I am trying to identify if a column Blaze[Info]
contains within the text a string from a list (and create a new Boolean column with that information).
The DataFrame looks like:
Word Info
0 Aam Aam, n. Etym: [D. aam, fr. LL. ama; cf. L. ham...
1 aard-vark Aard"-vark`, n. Etym: [D., earth-pig.] (Zoöl.)
2 aard-wolf Aard"-wolf`, n. Etym: [D, earth-wolf] (Zoöl.)
When I state the term directly I get the answer I want:
Blaze['Noun'] = np.where((Blaze['Info'].str.contains('n.')),True,False)
Blaze['Verb'] = np.where((Blaze['Info'].str.contains('v.')),True,False)
Word Info Noun Verb
0 Aam Aam, n. Etym: [D. aam, fr. LL. ama; cf. L. ham... True False
1 aard-vark Aard"-vark`, n. Etym: [D., earth-pig.] (Zoöl.) True False
2 aard-wolf Aard"-wolf`, n. Etym: [D, earth-wolf] (Zoöl.) True False
but this is not scalable as I have 100+ features to search for.
When I iterate through the list abbreviation
:
abbreviation=['n'., 'v.']
col_name=['Noun','Verb']
for i in range(len(abbreviation)):
Blaze[col_name[i]] = np.where((Blaze['Info'].str.contains(abbreviation[i])), True, False)
I am returned DataFrame full of 'FALSE' entries:
Word Info Noun Verb
0 Aam Aam, n. Etym: [D. aam, fr. LL. ama; cf. L. ham... False False
1 aard-vark Aard"-vark`, n. Etym: [D., earth-pig.] (Zoöl.) False False
2 aard-wolf Aard"-wolf`, n.

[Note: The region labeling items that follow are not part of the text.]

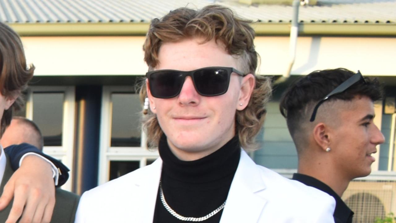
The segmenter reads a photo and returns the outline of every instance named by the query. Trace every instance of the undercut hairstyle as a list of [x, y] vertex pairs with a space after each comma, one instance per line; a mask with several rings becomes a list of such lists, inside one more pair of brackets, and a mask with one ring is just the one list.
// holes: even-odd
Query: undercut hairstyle
[[[245, 74], [253, 74], [256, 80], [248, 106], [242, 111], [237, 111], [236, 115], [236, 132], [241, 146], [247, 150], [257, 147], [254, 138], [264, 123], [267, 113], [265, 105], [272, 92], [269, 79], [255, 75], [259, 55], [255, 48], [255, 33], [251, 23], [236, 16], [230, 9], [219, 5], [210, 5], [199, 10], [181, 8], [161, 19], [153, 19], [143, 47], [149, 71], [158, 65], [158, 54], [163, 43], [193, 38], [202, 38], [202, 44], [214, 39], [223, 44], [230, 55], [238, 58], [240, 67], [237, 68]], [[147, 96], [145, 81], [142, 82], [141, 87], [143, 104]], [[143, 125], [150, 146], [157, 146], [163, 133], [156, 115], [149, 110], [143, 117]]]
[[[287, 128], [297, 150], [301, 143], [299, 141], [305, 141], [305, 139], [300, 138], [296, 135], [304, 134], [307, 131], [303, 127], [309, 123], [314, 106], [355, 74], [345, 68], [316, 71], [296, 80], [283, 93], [280, 110], [286, 118]], [[373, 102], [382, 99], [383, 91], [378, 79], [364, 78], [365, 83], [363, 80], [359, 81], [343, 92], [330, 96], [324, 104], [335, 100], [350, 101], [358, 96], [366, 96]]]
[[10, 125], [13, 110], [18, 111], [23, 106], [21, 92], [26, 89], [34, 70], [33, 65], [29, 67], [27, 65], [19, 35], [9, 26], [0, 23], [0, 92], [6, 98], [15, 98], [15, 102], [3, 114], [0, 136]]
[[37, 125], [32, 121], [25, 117], [14, 116], [12, 117], [12, 119], [17, 121], [17, 125], [24, 125], [32, 129], [31, 132], [21, 133], [21, 134], [26, 136], [27, 140], [30, 139], [31, 140], [31, 142], [30, 141], [27, 141], [26, 142], [38, 146], [37, 148], [42, 151], [44, 147], [44, 138]]

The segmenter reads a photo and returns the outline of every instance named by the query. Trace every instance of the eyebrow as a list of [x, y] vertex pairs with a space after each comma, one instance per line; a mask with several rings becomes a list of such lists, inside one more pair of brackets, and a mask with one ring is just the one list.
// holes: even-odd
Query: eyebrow
[[375, 117], [375, 115], [371, 115], [371, 114], [369, 114], [363, 117], [363, 118], [359, 120], [359, 121], [365, 121], [366, 120], [372, 120], [374, 119], [374, 117]]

Etym: [D, earth-wolf] (Zoöl.) False False
I can see several answers for doing something similar but grouping the answer in a single row: Check if each row in a pandas series contains a string from a list using apply?
Scalable solution for str.contains with list of strings in pandas
but I don't think these solve the above.
Is anyone able to explain how I am going wrong?